Но Лео, казалось, не было никакого дела до этого, а может, он хорошо умел скрывать досаду и гнев. Доверие короля давало ему деньги и власть – он носил такие одежды и оружие, какие не всякий дворянин мог себе позволить.
       За тайные дела не бывает мгновенной награды, и потому Лео Вагнер пока лишь мечтал о титуле и феоде, которые сможет передать своим сыновьям.
       Однако он любил радовать других своим искусством – и владел им в совершенстве. Дамы неизменно приходили в восторг от его голоса и манер, посылали ему восхитительно красноречивые взгляды; и мужчины, похоже, даже немного завидовали этому успеху. Менестрель умел пробудить в слушателях самые высокие чувства произнесенным нараспев сказанием о славных героях древности, распалить женщин нежной любовной балладой, или рассмешить острой и пошлой, на грани неприличия, песенкой из тех, что поются на ярмарках и разгульных праздниках во время фастнахта.
       Юный принц Отто и его единоутробный брат, барон Эрих, сын Анастази от первого брака, то и дело просили его исполнить еще что-нибудь, поведать еще хоть одну старинную, таинственную легенду. Правда, король считал, что в таких развлечениях надо соблюдать известную умеренность, чтобы в неокрепших умах не поселились изнеженность и мечтательность, совершенно не нужные будущему королю и воину; но ремесло Лео Вагнера не предполагало чрезмерной строптивости.
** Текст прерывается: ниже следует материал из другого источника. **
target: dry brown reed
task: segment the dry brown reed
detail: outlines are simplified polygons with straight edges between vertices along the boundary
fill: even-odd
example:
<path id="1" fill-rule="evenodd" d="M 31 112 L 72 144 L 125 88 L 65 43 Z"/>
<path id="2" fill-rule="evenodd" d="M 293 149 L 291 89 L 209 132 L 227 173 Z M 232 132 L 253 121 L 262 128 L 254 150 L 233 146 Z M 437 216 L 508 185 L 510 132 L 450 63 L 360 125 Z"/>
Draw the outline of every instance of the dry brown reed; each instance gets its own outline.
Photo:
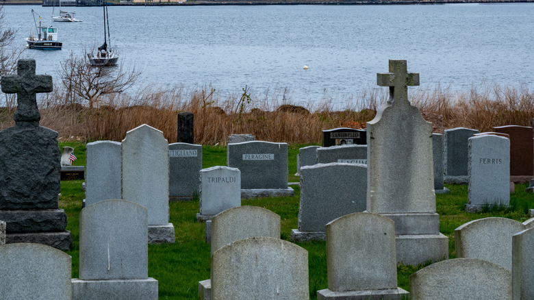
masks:
<path id="1" fill-rule="evenodd" d="M 233 134 L 251 134 L 257 140 L 290 144 L 319 143 L 321 130 L 338 127 L 365 127 L 378 107 L 385 102 L 387 89 L 368 89 L 343 109 L 335 109 L 325 95 L 316 105 L 292 104 L 286 90 L 249 96 L 246 92 L 222 96 L 213 87 L 187 91 L 144 89 L 134 97 L 119 95 L 101 99 L 94 108 L 75 103 L 62 105 L 61 91 L 41 101 L 41 125 L 59 132 L 62 139 L 122 140 L 128 130 L 147 124 L 177 141 L 177 114 L 194 114 L 195 142 L 225 145 Z M 466 127 L 481 132 L 494 126 L 530 126 L 534 118 L 534 92 L 527 88 L 483 86 L 464 92 L 449 88 L 418 90 L 410 101 L 424 112 L 443 116 L 445 129 Z M 12 110 L 0 109 L 0 129 L 12 126 Z"/>

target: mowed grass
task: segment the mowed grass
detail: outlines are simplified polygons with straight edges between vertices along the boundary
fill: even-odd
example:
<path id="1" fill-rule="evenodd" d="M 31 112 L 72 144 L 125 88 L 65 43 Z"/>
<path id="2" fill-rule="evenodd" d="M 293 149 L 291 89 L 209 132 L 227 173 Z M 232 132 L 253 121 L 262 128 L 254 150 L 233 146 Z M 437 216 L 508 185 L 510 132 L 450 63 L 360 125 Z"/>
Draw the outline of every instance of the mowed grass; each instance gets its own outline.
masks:
<path id="1" fill-rule="evenodd" d="M 85 144 L 81 142 L 60 143 L 75 148 L 78 158 L 75 165 L 85 164 Z M 289 147 L 289 182 L 298 182 L 296 156 L 298 145 Z M 203 147 L 203 167 L 226 165 L 226 147 L 221 146 Z M 73 278 L 78 277 L 79 213 L 84 192 L 82 181 L 62 181 L 60 206 L 65 210 L 68 217 L 67 230 L 73 234 L 74 247 L 67 253 L 73 258 Z M 516 193 L 511 195 L 512 208 L 499 209 L 488 208 L 480 213 L 468 213 L 463 205 L 468 201 L 467 186 L 446 185 L 449 194 L 436 195 L 437 212 L 440 214 L 440 230 L 449 238 L 449 258 L 455 258 L 454 230 L 472 220 L 490 216 L 500 216 L 523 222 L 528 219 L 528 209 L 534 208 L 534 195 L 524 192 L 527 184 L 516 185 Z M 297 216 L 300 201 L 300 188 L 295 190 L 293 197 L 271 197 L 242 200 L 244 205 L 257 205 L 278 214 L 281 220 L 281 238 L 290 240 L 291 229 L 298 227 Z M 335 197 L 335 195 L 332 195 Z M 325 199 L 327 201 L 327 199 Z M 170 221 L 175 226 L 176 242 L 167 245 L 149 245 L 149 276 L 159 282 L 160 299 L 194 299 L 198 298 L 198 282 L 209 278 L 210 245 L 205 242 L 205 225 L 197 223 L 196 214 L 199 212 L 199 201 L 170 202 Z M 298 244 L 308 251 L 310 299 L 316 299 L 317 290 L 328 287 L 327 255 L 325 242 Z M 409 275 L 424 266 L 397 267 L 398 286 L 409 290 Z"/>

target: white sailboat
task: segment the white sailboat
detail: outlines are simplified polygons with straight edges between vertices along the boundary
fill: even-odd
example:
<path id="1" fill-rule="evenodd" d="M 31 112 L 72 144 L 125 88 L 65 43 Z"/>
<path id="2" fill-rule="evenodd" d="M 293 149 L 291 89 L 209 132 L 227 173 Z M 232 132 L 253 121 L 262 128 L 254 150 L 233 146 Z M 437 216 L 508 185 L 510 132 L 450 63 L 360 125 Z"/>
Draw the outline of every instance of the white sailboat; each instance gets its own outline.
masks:
<path id="1" fill-rule="evenodd" d="M 113 66 L 117 64 L 118 60 L 118 54 L 115 53 L 112 49 L 111 46 L 107 46 L 107 40 L 111 44 L 111 38 L 110 38 L 110 23 L 107 21 L 107 6 L 105 3 L 105 0 L 103 2 L 103 10 L 104 10 L 104 43 L 102 46 L 100 46 L 97 51 L 96 55 L 93 53 L 87 53 L 87 57 L 89 58 L 89 64 L 91 66 Z M 106 36 L 106 32 L 107 36 Z"/>

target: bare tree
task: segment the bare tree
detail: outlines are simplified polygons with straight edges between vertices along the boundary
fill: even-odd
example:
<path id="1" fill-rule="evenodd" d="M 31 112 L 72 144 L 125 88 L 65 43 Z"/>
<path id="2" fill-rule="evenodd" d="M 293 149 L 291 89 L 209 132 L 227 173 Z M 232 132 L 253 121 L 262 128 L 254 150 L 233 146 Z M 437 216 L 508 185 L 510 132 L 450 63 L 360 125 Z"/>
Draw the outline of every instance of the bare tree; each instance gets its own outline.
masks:
<path id="1" fill-rule="evenodd" d="M 81 58 L 71 57 L 61 62 L 60 73 L 65 90 L 64 104 L 86 102 L 93 108 L 103 96 L 120 94 L 136 83 L 142 70 L 120 63 L 114 66 L 93 66 L 86 51 Z"/>

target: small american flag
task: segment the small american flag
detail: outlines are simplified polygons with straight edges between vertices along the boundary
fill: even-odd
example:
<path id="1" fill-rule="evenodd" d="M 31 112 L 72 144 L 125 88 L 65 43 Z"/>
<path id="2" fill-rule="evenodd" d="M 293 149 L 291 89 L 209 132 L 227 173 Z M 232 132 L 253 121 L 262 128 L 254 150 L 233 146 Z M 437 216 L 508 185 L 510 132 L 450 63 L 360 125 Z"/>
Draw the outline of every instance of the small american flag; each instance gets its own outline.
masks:
<path id="1" fill-rule="evenodd" d="M 71 164 L 73 164 L 73 162 L 76 160 L 76 156 L 74 155 L 74 153 L 71 153 L 71 155 L 68 156 L 68 160 L 71 161 Z"/>

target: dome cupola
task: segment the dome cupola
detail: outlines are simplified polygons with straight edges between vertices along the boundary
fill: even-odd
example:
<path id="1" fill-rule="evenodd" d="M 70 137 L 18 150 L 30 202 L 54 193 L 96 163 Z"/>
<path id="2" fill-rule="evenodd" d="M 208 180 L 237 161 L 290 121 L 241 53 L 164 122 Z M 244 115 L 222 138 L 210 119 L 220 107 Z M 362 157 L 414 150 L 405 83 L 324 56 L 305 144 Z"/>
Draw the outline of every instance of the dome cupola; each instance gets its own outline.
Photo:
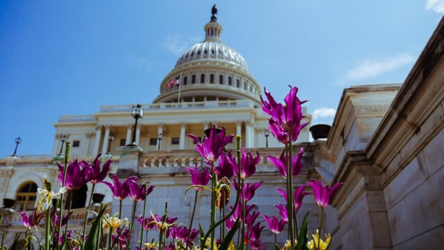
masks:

       Разумеется, он оставался всего лишь простолюдином, умения которого по стечению обстоятельств оказались полезны. Никто и не подумал бы побрататься с ним или отдать за него замуж дочь или сестру. Да и все его богатства ничего не значат для человека истинно благородного происхождения – даже если лишь одного кошеля с серебром менестрелю достаточно, чтобы купить все, чем тот владеет.
       Все это было истинной и незыблемой правдой. Но сейчас Лео Вагнер пел, стоя посреди Большого зала, лицом к королю и королеве, и казалось, что, кроме музыки, менестреля не волнует ничто; а когда умолк, улыбаясь, отводя светлые волосы со лба, весь – олицетворение азарта и счастья, то был просто прекрасен. И, заглядевшись, королева на мгновение позабыла и о своем недоверии к менестрелю, и о том, что за ней самой может наблюдать много внимательных глаз.
       


       ГЛАВА 2


       
       В Вальденбурге, по стародавнему обычаю, зимой обильно украшали залы ветками омелы и плюща; от каминов, в которых горели поленья – непременно ясеневые, – исходило живительное тепло, напоминая, что за зимой обязательно придет весна, время радости и цветения.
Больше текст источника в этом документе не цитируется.